Metadata-Version: 2.4
Name: deepraaga-models
Version: 0.1.0
Summary: Neural network generation backend for DeepRaaga. Extracted from the original DeepRaaga project for PyPI.
Project-URL: Homepage, https://github.com/sgmoorthy/DeepRaaga
Project-URL: Repository, https://github.com/sgmoorthy/DeepRaaga
Author-email: Surya G <author@example.com>
Classifier: License :: OSI Approved :: MIT License
Classifier: Programming Language :: Python :: 3
Requires-Python: >=3.8
Requires-Dist: deepraaga-core
Requires-Dist: numpy
Requires-Dist: torch
Description-Content-Type: text/markdown

# deepraaga-models

Neural network generation backend for DeepRaaga. Extracted from the original [DeepRaaga](https://github.com/sgmoorthy/DeepRaaga) project.

## Installation

```bash
pip install deepraaga-models
```

## Overview

The `deepraaga-models` package holds the PyTorch implementations for Carnatic music sequence generation.
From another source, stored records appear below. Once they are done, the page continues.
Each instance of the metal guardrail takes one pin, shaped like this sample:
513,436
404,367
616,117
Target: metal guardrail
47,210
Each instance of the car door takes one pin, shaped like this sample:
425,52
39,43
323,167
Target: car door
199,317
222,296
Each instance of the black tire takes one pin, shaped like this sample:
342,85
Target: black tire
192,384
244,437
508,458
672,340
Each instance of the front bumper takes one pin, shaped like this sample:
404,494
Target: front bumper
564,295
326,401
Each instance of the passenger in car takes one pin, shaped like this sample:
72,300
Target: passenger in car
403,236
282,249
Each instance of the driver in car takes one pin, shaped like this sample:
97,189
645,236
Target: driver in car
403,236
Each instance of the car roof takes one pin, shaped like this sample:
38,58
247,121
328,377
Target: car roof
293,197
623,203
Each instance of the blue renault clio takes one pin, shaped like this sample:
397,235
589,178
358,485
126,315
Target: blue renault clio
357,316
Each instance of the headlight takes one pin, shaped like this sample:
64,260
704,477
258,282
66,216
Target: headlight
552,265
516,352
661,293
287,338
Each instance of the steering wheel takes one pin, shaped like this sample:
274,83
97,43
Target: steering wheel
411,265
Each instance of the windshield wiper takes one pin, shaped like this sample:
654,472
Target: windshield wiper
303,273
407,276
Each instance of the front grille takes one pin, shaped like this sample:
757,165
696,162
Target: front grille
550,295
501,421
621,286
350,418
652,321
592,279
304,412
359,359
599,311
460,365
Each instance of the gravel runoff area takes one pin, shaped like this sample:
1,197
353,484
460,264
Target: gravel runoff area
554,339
It provides Recurrent Neural Network (LSTM/GRU) architectures tailored to understand and generate sequential note distributions for various Ragas.

## Usage

This package provides a ready-to-use PyTorch dataset layout (`RagaDataset`) and model architecture (`DeepRagaModel`).

### Model Initialization

```python
import torch
from deepraaga_models.model import DeepRagaModel

vocab_size = 128
embedding_dim = 64
hidden_size = 256
num_layers = 2

# Initialize the model
device = torch.device('cuda' if torch.cuda.is_available() else 'cpu')
model = DeepRagaModel(vocab_size, embedding_dim, hidden_size, num_layers).to(device)

# Provide a sequence tensor (batch_size, sequence_length)
input_seq = torch.LongTensor([[60, 62, 64, 65, 67]]).to(device)
output, hidden = model(input_seq)
```

### Training

You can utilize the built-in training scripts for rapid experimentation:

```python
from deepraaga_models.train import train_model

# Requires torch DataLoaders
# train_model(model, train_loader, val_loader, num_epochs=50, device=device, vocab_size=vocab_size)
```

## License

This project is licensed under the MIT License.